This paper presents a three-dimensional, three-phase compositional model for simulating CO2 flooding including CO2 solubility in water. Both fully implicit and IMPES formulations are included. In this model, CO2 is allowed to dissolve in the aqueous phase while all other components except water exist in the oil and gas phases. Oil- and gas-phase densities and fugacities are modeled by a cubic equation of state. The aqueous phase properties are functions of the amount of dissolved CO2. CO2 solubility is computed using a CO2 fugacity coefficient table that is converted internally from input CO2 solubility data as a function of pressure at reservoir temperature. Correlations for computing the solubility of CO2 in water and other properties of CO2 saturated water are presented. Results for simulation runs with and without CO2 solubility in water are shown for comparison. IntroductIon Compositional models using a cubic equation of state are usually used to simulate the enhanced recovery process of gas injection. In most of the published models, for example Coats and Young and Stephenson, all hydrocarbon components exist in the oil and gas phases but are not allowed to dissolve in the aqueous phase.

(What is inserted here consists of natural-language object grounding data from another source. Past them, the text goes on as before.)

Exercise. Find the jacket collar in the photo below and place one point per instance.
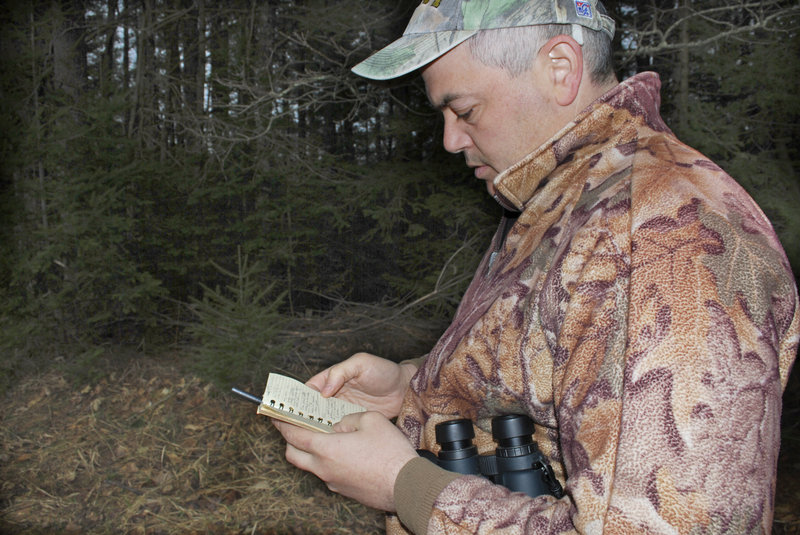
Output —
(594, 128)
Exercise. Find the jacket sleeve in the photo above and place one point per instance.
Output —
(671, 354)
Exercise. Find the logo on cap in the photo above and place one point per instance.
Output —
(583, 9)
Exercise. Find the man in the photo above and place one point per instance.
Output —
(635, 303)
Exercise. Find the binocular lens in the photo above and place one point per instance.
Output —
(455, 434)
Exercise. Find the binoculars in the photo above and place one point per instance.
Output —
(517, 463)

Usually, this assumption is adequate since the hydrocarbon solubility in water is low over the range of temperature and pressure for gas injection. Carbon dioxide, however, is an exception to this assumption. The solubility of CO2 in water is much higher than that of hydrocarbon components and is a factor that can not be neglected in the simulation process. This is especially true when CO2 is injected into a previously waterflooded reservoir or when CO2 is injected with water for mobility control. Tile objective of this paper is to model oil recovery processes involving CO2 injection while taking into account the effects of CO2 solubility in water.
The effects of the presence of an aqueous phase on the phase behavior of CO2/hydrocarbon systems have been experimentally studied by Pollack et al. It was found that the presence of water reduces the amount of CO2 available for mixing with the hydrocarbons, and shifts the pressure-composition diagram of CO2/crude oil system. The solubility of CO2 in water is a function of temperature, pressure and water salinity. A thorough study of CO2 solubility data in distilled water was presented by Dodds et al. In general, CO2 solubility increases with pressure and decreases with temperature. An increase in salinity of the reservoir water decreases CO2 solubility significantly. Li and Nghiem used Henry's Law to estimate CO2 solubility in distilled water and used the scaled-particle theory to take into account the presence of salt in the aqueous phase. Enick and Klara also used Henry's Law to predict CO2 solubility in distilled water. Tile decreased solubility of CO2 in brine was accounted for empirically by a single factor correlated to the weight percent of dissolved solid. However, a wide scatter of data characterizes their correlation.
A compositional model for simulating CO2 floods including CO2 solubility in water is presented. In this model, hydrocarbons and CO2 are allowed to exist in the oil and gas phases while only CO2 and water exist in the aqueous phase. A cubic equation of state is used to model oil- and gas-phase densities and fugacities. An input table of CO2 solubility in water, water formation volume factor, water compressibility and water viscosity is required for this model. These data, which are obtained either experimentally or generated from correlations, are entered as a function of pressure at reservoir temperature. The CO2 solubility in water is internally converted into a fugacity coefficient table as a function of pressure. The fugacity coefficients are then used to compute the amount of CO2 in water during simulation using the equality of component chemical potential constraint. The water formation volume factor, compressibility and viscosity are then computed as a function of the amount of CO2 dissolved in the water.